Kagan demonstrates as well that “local circumstances, not genes, diet or television,” has generated the increased number of cases of ADHD. In the nineteenth century, the traits now associated with ADHD – restlessness and distractibility – posed minimal problems because children were assigned chores that did not require them to sit still in school for six to eight hours a day. The number of youngsters diagnosed with ADHD has grown, Kagan adds, because school districts get extra funds for tutors for students with the disorder and can exclude their test scores from the metrics used to assess each institution.

Inclined to inflate the importance of “formative experiences” (and the premise of an unbroken thread from infant to adult), and downplay the impact of cultural premises and social context, researchers and clinicians, according to Kagan, have given too much credence to the attachment theory of John Bowlby. Secure attachment made with mothers during infancy, Bowlby argued, created an enduring emotional state. Citing studies pointing to discontinuities between infancy, adolescence and adulthood, Kagan claims that temperament, social class, employment, income, health and friendships are more influential.

Not surprisingly, given the range of topics in On Being Human, Kagan at times misfires. He states that the public “is willing to accept many declarations by scientists, even if some contradict strongly held convictions,” only to acknowledge a “growing indifference” to the opinions of medical experts, physicists and proponents of human-induced climate change. He endorses the establishment of schools that teach skills in plumbing, carpentry, masonry, automobile mechanics and electrical services, ignoring the existence of such institutions, and calling on members of disadvantaged groups to become “less sensitive” to the social status of these vocations.

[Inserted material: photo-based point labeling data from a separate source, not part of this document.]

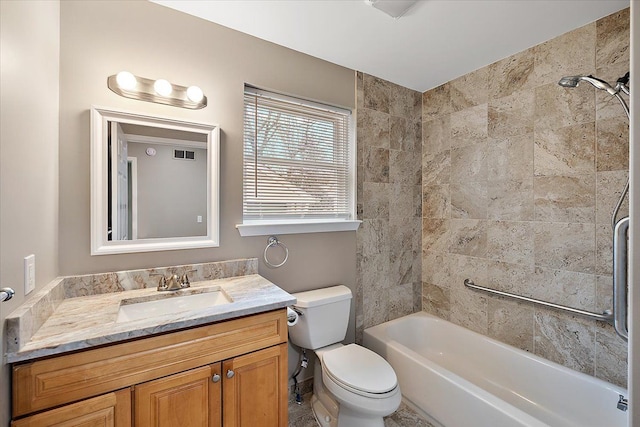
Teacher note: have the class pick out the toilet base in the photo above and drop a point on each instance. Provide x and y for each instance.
(322, 414)
(330, 413)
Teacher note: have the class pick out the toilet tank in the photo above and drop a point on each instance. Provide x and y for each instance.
(324, 319)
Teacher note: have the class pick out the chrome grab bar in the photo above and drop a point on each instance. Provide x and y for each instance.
(620, 278)
(606, 316)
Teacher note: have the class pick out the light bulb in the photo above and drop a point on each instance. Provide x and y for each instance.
(162, 87)
(126, 80)
(194, 93)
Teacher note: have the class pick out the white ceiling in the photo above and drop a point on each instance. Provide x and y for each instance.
(434, 42)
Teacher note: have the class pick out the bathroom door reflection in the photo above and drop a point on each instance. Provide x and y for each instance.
(157, 185)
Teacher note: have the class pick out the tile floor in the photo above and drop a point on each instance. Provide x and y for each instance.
(302, 416)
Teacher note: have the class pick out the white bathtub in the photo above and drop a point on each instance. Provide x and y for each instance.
(463, 379)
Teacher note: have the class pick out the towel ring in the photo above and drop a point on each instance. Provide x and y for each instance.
(272, 242)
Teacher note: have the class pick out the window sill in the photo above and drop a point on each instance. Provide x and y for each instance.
(265, 229)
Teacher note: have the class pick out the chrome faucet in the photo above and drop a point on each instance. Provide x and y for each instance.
(172, 282)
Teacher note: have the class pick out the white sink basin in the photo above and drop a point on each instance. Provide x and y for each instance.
(170, 303)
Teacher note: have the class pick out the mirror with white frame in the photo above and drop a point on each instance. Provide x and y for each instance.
(154, 183)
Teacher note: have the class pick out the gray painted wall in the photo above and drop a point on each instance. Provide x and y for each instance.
(29, 52)
(171, 192)
(99, 39)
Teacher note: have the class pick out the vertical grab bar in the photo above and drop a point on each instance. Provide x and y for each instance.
(620, 284)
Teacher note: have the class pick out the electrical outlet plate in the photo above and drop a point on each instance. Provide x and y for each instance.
(29, 273)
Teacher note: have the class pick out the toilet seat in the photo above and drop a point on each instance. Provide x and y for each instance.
(359, 370)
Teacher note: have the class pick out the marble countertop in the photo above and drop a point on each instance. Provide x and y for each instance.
(87, 321)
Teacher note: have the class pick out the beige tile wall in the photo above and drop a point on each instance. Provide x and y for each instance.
(519, 179)
(389, 201)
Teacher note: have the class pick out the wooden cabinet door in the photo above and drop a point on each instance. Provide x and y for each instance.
(255, 389)
(108, 410)
(188, 399)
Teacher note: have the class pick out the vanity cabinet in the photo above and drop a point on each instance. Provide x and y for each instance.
(111, 409)
(231, 373)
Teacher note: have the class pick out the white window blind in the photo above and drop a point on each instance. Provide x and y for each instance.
(297, 160)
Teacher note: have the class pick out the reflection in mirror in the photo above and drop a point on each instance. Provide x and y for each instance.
(154, 183)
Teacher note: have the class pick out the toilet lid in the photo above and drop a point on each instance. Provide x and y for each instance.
(360, 368)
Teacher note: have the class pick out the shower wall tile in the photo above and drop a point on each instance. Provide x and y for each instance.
(565, 151)
(551, 57)
(376, 163)
(404, 167)
(436, 135)
(511, 115)
(373, 127)
(470, 309)
(436, 102)
(612, 137)
(510, 200)
(510, 242)
(469, 126)
(436, 300)
(565, 246)
(389, 241)
(565, 198)
(469, 164)
(435, 201)
(435, 235)
(375, 203)
(565, 340)
(436, 168)
(377, 93)
(470, 90)
(401, 199)
(519, 179)
(558, 107)
(401, 135)
(375, 236)
(437, 269)
(611, 356)
(401, 301)
(469, 200)
(511, 322)
(508, 277)
(563, 287)
(468, 237)
(512, 74)
(612, 42)
(511, 158)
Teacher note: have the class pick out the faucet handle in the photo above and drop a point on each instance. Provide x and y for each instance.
(162, 285)
(184, 280)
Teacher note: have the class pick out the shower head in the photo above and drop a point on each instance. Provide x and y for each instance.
(573, 81)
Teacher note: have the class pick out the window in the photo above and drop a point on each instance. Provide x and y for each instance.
(299, 166)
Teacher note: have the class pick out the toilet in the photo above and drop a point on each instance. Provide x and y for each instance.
(352, 385)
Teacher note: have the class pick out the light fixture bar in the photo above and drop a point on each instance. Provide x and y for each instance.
(143, 89)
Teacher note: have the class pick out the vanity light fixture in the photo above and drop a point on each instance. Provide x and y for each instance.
(160, 91)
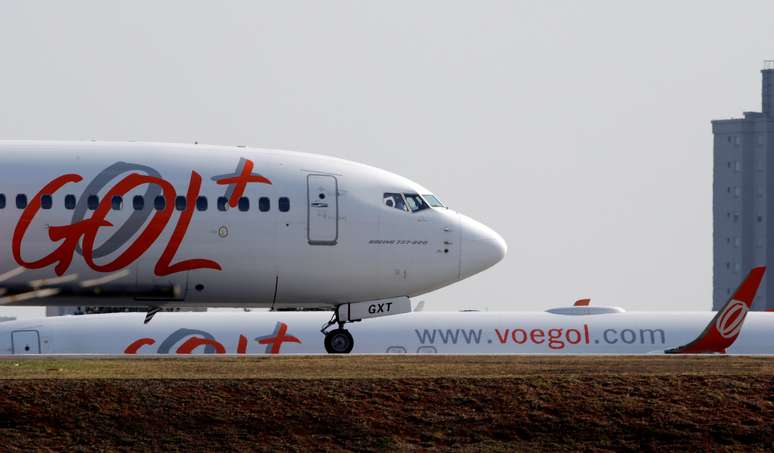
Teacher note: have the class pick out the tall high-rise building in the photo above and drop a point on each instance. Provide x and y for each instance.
(743, 197)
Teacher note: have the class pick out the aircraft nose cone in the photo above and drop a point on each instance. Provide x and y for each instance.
(481, 248)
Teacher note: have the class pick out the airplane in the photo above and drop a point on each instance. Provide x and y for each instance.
(158, 225)
(580, 329)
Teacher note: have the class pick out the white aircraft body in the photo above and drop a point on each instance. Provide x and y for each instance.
(163, 225)
(570, 330)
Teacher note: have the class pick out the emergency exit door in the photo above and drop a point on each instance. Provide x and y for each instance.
(322, 210)
(25, 342)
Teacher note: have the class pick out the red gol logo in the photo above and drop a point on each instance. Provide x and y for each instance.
(729, 323)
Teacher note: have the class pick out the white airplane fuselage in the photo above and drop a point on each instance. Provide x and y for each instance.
(413, 333)
(126, 224)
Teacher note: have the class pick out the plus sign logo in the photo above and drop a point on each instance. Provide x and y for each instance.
(274, 341)
(237, 181)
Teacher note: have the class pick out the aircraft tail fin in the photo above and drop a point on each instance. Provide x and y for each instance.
(722, 331)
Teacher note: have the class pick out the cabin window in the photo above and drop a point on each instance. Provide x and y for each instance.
(394, 200)
(283, 204)
(201, 204)
(70, 202)
(433, 201)
(222, 203)
(415, 202)
(92, 202)
(46, 202)
(264, 204)
(244, 204)
(21, 201)
(138, 203)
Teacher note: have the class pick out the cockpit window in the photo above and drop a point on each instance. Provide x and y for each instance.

Setting aside, it seems, his skepticism about single silver bullet causes and outcomes, Kagan claims that “many interventions designed to change the child-rearing practices of mothers with less than a high school education fail because most of these parents had little faith either in their ability to change their children or in the intervention ritual.” “This fact,” he adds, explains the minimal gains in the academic achievement of African-American children in Newark, New Jersey, despite the infusion of large sums of money into the public schools.

Kagan doesn’t solve – or pretend that he can solve – the puzzle of human existence. But at age 87, he is not at all ready to endorse the dispiriting and self-defeating conviction that modern life is meaningless. Instead, he chooses to invent meaning and pursue its implied goals.

Nature, Kagan concludes, “is obsessed with particularities.” All of us, whether we aspire to be “high-flying hawks taking in the big picture or frogs mucking around in the messy details of a pond” must learn how to choose the most appropriate mode for analysis. Studying the gene sheds light on proteins. The microanatomy of the brain helps us understand Alzheimer’s. And probing the mind can explain variations in the tactics and strategies people select in response to opportunities and challenges.